CHARLOTTE, N.C. (WJZY) – Republican lawmakers are getting closer to repealing a Jim Crow-era pistol permit law.

Still, Mecklenburg County’s first African American Sheriff, Garry McFadden, thinks it’s a bad idea.

Although many claim the pistol purchasing permit law was established to keep African Americans from obtaining guns, Sheriff Garry McFadden says it serves an important purpose in current times and wants to keep it in place.

If written into law, repealing the pistol purchase permit law will remove the step of getting a county sheriff to sign off on an application to buy a handgun.

“Sure, the law was racist in 1919, but now, we’re here, now saying allow the sheriff to do their job,” McFadden said. “Allow the sheriff to be the sounding board and allow us, who our citizens elect to be in our counties, to give us the final say so on who should have a permit and not.”

McFadden says his vetting process is much more thorough than NICS, the FBI’s national system that checks records on people who might be disqualified from receiving firearms.

But some Republican lawmakers feel McFadden, and other North Carolina sheriffs, are abusing their power and not signing off on pistol permit applications for people who should be approved.
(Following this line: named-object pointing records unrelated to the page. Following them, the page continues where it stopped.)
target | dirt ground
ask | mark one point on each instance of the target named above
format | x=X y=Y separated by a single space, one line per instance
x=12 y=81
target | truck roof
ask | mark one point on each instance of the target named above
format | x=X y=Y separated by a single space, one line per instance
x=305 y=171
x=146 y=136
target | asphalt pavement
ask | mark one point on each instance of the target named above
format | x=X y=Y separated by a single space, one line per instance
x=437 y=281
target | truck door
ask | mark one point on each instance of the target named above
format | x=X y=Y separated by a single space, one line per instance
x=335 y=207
“I’m not surprised one bit that he does not like what we’re doing because this is going to interfere with his way of controlling guns,” Representative Jeff McNeely said. “But it’s controlling guns for honest people, not for criminals.”t

McNeely voted yes to repeal the pistol purchase permit law.
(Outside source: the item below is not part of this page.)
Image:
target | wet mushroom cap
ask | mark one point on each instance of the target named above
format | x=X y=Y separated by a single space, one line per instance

Republican lawmakers have also pointed out the original law was passed in 1919 with the intent to discriminate against African Americans by not allowing them to purchase firearms. But researchers from the Duke Center for Firearms law didn’t necessarily find specific historical evidence racial discrimination was the law’s purpose.

“The takeaway, which isn’t maybe a satisfying one, is just that it’s really tough to generalize. And my suspicion is it just means that the law was being applied differently in different places across the state,” said Andrew Willinger, Duke Center for Firearms Law.

But McNeely disagrees and thinks it’s quite obvious what the initial intentions of this law really were.

“It’s a well-known fact you could go and look at the gun registry in there and try to trace that lineage and seeing if they were white or black, and I think you would find very, very few [were black],” McNeely said.

Nevertheless, McNeely isn’t supporting the repeal of this law strictly because of its jim crow past but rather to make it easier for people to obtain firearms lawfully. But McFadden wants to vet these applications himself and make sure there aren’t any signs of mental issues before issuing a permit.

“I’m going to go the extra step. I’m going to look at all the records. I’m going to go to a mental institution,” McFadden said. “I’m going to go to the VA, and we’re going to have my staff to look through all the paperwork to make that solid sound decision on whether we are giving the right permit to the right person.”

The repeal of the pistol purchase permit law passed through N.C. House; now it’s awaiting a vote in the Senate.

To get written into law, it has to get past Governor Cooper.